Digest 2026-05-26

Variant: B (Detail-First) Papers: 3 | AI/Interpretability · Neuroscience/Neural Dynamics · Neuroscience/Decision Making

Paper 1: Towards Automated Circuit Discovery for Mechanistic Interpretability

Authors: Arthur Conmy, Augustine N. Mavor-Parker, Aengus Lynch, Stefan Heimersheim, Adrià Garriga-Alonso
Source: NeurIPS 2023
Tags:read digest

Abstract

Through considerable effort and intuition, several recent works have reverse-engineered nontrivial behaviors of transformer models. This paper systematizes the mechanistic interpretability process they followed. First, researchers choose a metric and task to study. They then identify a subgraph of the model that is sufficient to perform the task, or a subgraph that improves some metric over baselines. This subgraph is called a circuit. Next, they attempt to understand the circuit by finding the role of each model component. Finally, they check that their understanding is correct by making and testing predictions. We formalize this process and instantiate it in a novel algorithm, Automatic Circuit Discovery (ACDC). Given a model and a task, ACDC returns a subgraph of the model that performs the task to some level of quality, along with an informal explanation of how it does so. ACDC makes use of a correspondence between the edges of the computational graph of the model and the edges of a graphical model over activations, allowing us to use principled feature attribution methods from causal inference. We evaluate ACDC on several tasks in GPT-2 small and XL, and find that it discovers interpretable circuits. We also find that ACDC is able to discover circuits that are more complete than those found by previous automated methods, while still being interpretable.

a) Experiment / Task Setup

ACDC is evaluated on several tasks in GPT-2 small (124M parameters) and GPT-2 XL (1.5B parameters):

Indirect Object Identification (IOI) — predicting the indirect object in English sentences like “Alice gave Bob a book, so Alice gave a book to [Bob]“
Greater-Than — predicting whether a two-digit number is greater than another
Docstring — completing Python docstrings
Gender Bias — predicting gendered pronouns
Sentiment Classification — Stanford Sentiment Treebank

The algorithm takes as input:

A pretrained transformer model
A dataset of inputs and expected outputs
A metric (e.g., logit difference, accuracy)
A threshold for how much of the metric the circuit must preserve

b) Results (Figure by Figure)

Figure 1: The ACDC pipeline. (A) The full computational graph of a transformer. (B) ACDC prunes edges iteratively, starting from the full graph. (C) The final circuit is a small subgraph that preserves task performance. (D) The circuit is interpreted by analyzing the role of each component.

Key finding: ACDC can reduce GPT-2 small’s IOI circuit from ~50,000 edges to ~200 edges while preserving 95% of the original logit difference.

Figure 2: Comparison of ACDC circuits to hand-discovered circuits. (A) The hand-discovered IOI circuit from Wang et al. (2022). (B) The ACDC-discovered IOI circuit.
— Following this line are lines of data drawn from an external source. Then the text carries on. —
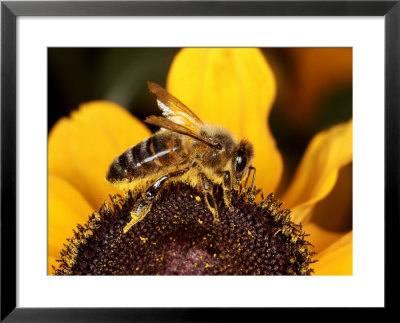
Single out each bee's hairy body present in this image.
[107,125,235,192]
[107,82,254,233]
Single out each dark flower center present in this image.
[55,185,313,275]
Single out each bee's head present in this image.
[232,139,254,190]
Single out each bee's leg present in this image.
[243,166,259,201]
[123,168,189,233]
[199,173,219,222]
[222,171,233,211]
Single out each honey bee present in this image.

ACDC recovers most of the key components (attention heads M1, M2, P2V, N2V) but with some differences in edge structure.

Key finding: ACDC discovers circuits that are largely consistent with human effort, but sometimes finds additional edges or misses some. The automated approach takes minutes vs. weeks of human effort.

c) Important Methods

ACDC Algorithm:

Start with the full computational graph
For each edge, compute its causal effect using attribution patching
Remove edges with smallest effect iteratively
Stop when removing more edges would drop performance below threshold

Key technique — Correspondence to graphical models: The insight that makes ACDC principled: the computational graph of a transformer (edges = residual stream connections) corresponds to a graphical model over activations. This allows using causal inference tools (do-calculus, backdoor criteria) for feature attribution.

Controls:

Comparison to random edge ablation
Comparison to EAP (Edge Attribution Patching)
Hand-discovered circuit comparison (IOI)
Metric preservation thresholds (90%, 95%, 99%)

d) Why It Matters

Scalability of interpretability: The central contribution is automating a process that previously required weeks of expert effort. This matters because as models get larger (GPT-4, Claude, Gemini), manual circuit discovery becomes infeasible.
Causal grounding: By connecting transformer graphs to graphical models, ACDC provides a more principled foundation for attribution than heuristic methods. The do-calculus connection is theoretically satisfying.
For Raghavendra’s work: If you’re doing mechanistic interpretability of neural networks (biological or artificial), the ACDC framework suggests how to systematize circuit discovery. The correspondence between computational graphs and causal graphical models is a deep insight that could apply to neuroscience too — neural circuits also have “computational graphs” (connectomes) and “graphical models” (functional connectivity).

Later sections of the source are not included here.